Moody’s Jumps on Recession Bandwagon, by Wolf Richter

Make no mistake, the global economy is getting worse and is headed into a recession. Some parts of the world are already there, and the US is not going to be a safe haven. The following article highlights deterioration on multiple fronts. From Wolf Richter at wolfstreet.com:

These crazy days of ours, if you want to have confirmation the economy is sliding into trouble, look at stocks: for stock-market jockeys, crummy economic data indicates that the Fed won’t raise interest rates. And stocks jump.

Maybe not jump, exactly. But the S&P 500 rose 0.9% for the week, its third weekly gain in a row, following another decline in industrial production, weak retail sales propped up by autos and restaurants, falling wholesales and business sales, rising inventories, a lackluster employment report…. The word “recession” is floating around, and when it hits, stocks might make a big new high. That’s the twisted hope.

And now Moody’s has jumped on the recession-warning bandwagon too, with a logic of its own.

First, there’s credit: the spigot is getting turned off.

For the last three weeks, only one junk-rated company was able to issue bonds in the US. And just in the US: “This is shaping up to be the worst October for the worldwide issuance of high-yield bonds” since October 2011, wrote John Lonski, Chief Economist at Moody’s Capital Markets Research. He warns of “reduced access to financial capital.”

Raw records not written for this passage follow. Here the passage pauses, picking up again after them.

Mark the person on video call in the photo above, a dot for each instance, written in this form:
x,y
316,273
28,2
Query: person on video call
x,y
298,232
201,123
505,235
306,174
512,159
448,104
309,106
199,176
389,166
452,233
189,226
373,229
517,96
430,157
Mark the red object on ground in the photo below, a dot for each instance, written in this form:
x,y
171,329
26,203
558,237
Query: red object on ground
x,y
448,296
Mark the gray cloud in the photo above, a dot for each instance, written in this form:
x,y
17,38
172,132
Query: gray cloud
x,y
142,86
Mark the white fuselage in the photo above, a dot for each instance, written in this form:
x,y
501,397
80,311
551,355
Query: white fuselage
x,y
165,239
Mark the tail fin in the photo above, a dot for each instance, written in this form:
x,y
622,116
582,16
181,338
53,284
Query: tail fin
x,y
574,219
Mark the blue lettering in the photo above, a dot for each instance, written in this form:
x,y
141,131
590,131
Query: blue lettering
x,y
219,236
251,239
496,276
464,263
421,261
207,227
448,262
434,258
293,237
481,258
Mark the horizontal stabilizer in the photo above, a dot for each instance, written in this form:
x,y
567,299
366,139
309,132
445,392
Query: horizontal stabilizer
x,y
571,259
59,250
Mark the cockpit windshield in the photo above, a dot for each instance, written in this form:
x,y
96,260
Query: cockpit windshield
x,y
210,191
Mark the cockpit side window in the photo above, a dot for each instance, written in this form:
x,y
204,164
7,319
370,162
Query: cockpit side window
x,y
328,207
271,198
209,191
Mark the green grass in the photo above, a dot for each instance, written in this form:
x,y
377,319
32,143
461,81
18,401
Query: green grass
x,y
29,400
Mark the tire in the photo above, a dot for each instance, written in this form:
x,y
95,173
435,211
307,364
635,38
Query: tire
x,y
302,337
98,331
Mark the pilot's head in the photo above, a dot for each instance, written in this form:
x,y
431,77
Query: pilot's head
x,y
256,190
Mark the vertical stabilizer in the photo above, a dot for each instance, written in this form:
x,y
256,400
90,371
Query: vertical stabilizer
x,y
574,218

But unlike October 2011, when the euro debt crisis caused wild gyrations in the bond markets, which then recovered quickly, this time around, there might not be an easy recovery: average yields and spreads are still low in comparison to 2011, but the average expected default frequency (EDF) for US/Canadian junk-bond issuers, which was 3.85% in October 2011, is now a “much riskier” 5.20%.